Jaramillo et al. and Menezes et al. evaluated the changes of diffusion of the femoral head ischemia with line-scan DWI technique in an experimental animal model. Their studies showed increased diffusion of femoral head with avascular necrosis. Our high ADC values in accordance with the increased diffusion were similar to Jaramillo and Menezes’ s findings in the femoral head AVN [17, 18].

Correlation between ADC values and stage of osteonecrosis of the femoral head is a debatable question. Oner et al. found statistically significant increase of ADC values in patients with AVN in their study that included 21 patients with 35 femoral head involvement. This study also reported that the stage of the disease does not influence the ADC values [19]. However, Boutaulut et al. reported statistically significant increase in ADC values in the pathological side and was correlated with Catterall classification on their study that included 27 children with LCP disease [20]. In addition, Baunin C et al. reported statistically significant increase in ADC values in the pathological side and was correlated with Herring classification on their study with 31 patients with unilateral involvement LCP [21]. Catterall and Herring classifications are two of the five femoral head avascular necrosis disease classification accepted so far and based on femoral areas involved. We were not able to study statistical comparison between the phases of disease because we did not have any patient with stage B. This was one of the limitations of our study.

Avascular necrosis and repair process begin simultaneously. Capillaries show progress toward the necrotic bone marrow area in the repair process. Increased perfusion can be another factor contributing to the increase in ADC values [22].

Merlini et al. reported, pathological epiphyseal and metaphyseal femoral head ADC values were significantly higher compared with control side in their study including 12 patients with 5–12 age group LCP [15]. In our study, ADC values of normal and pathological bone marrow findings were similar to those previously made studies in literature.
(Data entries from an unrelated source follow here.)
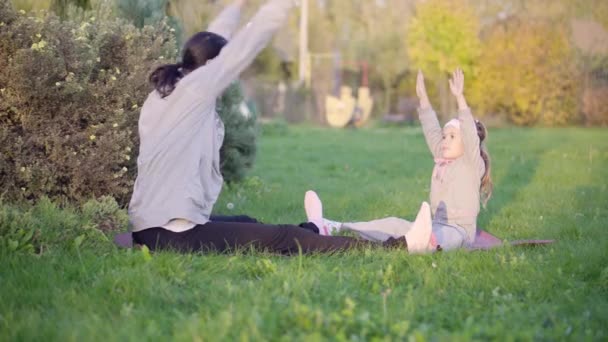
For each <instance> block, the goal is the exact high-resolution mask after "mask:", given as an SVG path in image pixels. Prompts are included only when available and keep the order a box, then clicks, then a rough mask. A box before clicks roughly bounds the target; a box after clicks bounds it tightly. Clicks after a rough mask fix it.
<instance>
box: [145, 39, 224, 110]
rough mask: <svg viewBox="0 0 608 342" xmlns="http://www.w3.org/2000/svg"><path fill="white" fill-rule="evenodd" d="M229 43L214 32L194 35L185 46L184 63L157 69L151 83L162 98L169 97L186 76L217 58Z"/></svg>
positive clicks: (165, 65)
mask: <svg viewBox="0 0 608 342" xmlns="http://www.w3.org/2000/svg"><path fill="white" fill-rule="evenodd" d="M227 43H228V42H227V41H226V39H224V38H223V37H222V36H220V35H217V34H215V33H213V32H199V33H197V34H195V35H193V36H192V37H191V38H190V39H188V41H187V42H186V44H185V45H184V49H183V50H184V52H183V54H182V61H181V62H179V63H176V64H165V65H162V66H160V67H158V68H156V70H154V71H153V72H152V73H151V74H150V77H149V80H150V83H152V85H154V88H155V89H156V91H158V93H159V94H160V96H161V97H163V98H164V97H167V96H169V95H170V94H171V93H172V92H173V90H175V85H176V84H177V82H178V81H179V80H180V79H181V78H182V77H184V75H185V74H187V73H189V72H192V71H194V70H195V69H197V68H198V67H201V66H203V65H205V64H206V63H207V62H208V61H209V60H211V59H213V58H215V57H217V56H218V55H219V54H220V51H221V50H222V48H223V47H224V46H225V45H226V44H227Z"/></svg>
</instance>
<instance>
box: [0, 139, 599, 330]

An increase in interstitial bony fluid occurs in bone marrow edema (BME). The exact pathogenetic processes still remain unknown. BME is an unspecific finding that can occur on its own or accompany multiple diseases and pathologies. The differentiation of at least three different etiologies is proposed (mechanic, reactive and ischemic) [23]. As a result of increased interstitial bony fluid, water molecules can move freely and diffusion coefficient will rise. Increased ADC values can also be explained this way.

Studies related with avascular necrosis report that, in the early stages of the disease before cell death, there is restriction of diffusion means reduction in ADC values. After necrosis, then ADC values will rise. Critical period is this diffusion restriction period.

Menezes et al. and Jaramillo et al. reported that restriction of diffusion was seen with diffusion tensor imaging in early phase of femoral head AVN, similarly to that in the brain [24, 25]. Li et al. reported, after 72 h from ligation of artery surgery, ADC values showed markedly decrease in 25 piglets [6]. In our study, patients have late phase avascular necrosis so we did not see diffusion restriction. It is second limitation of our study.

As a result, osteonecrosis shows high ADC values in late stages. But it is a controversial concept that, how much contribution does this increase offer to conventional MRI, because, stage of disease, prognosis, treatment planning can be performed successfully using conventional MRI techniques. However, there are studies indicating that there is a correlation between the stage of the disease with the ADC value in LCP disease. On the other hand, DWI has advantages such as, it can be completed in a short period of time, no contrast use required and unlike conventional MRI techniques DWI offers quantitative values.

Finally, in the early stages, in the restriction of diffusion phase, early treatment prognosis can change in positive direction. Multicenter studies including many patients can make contribution to this issue.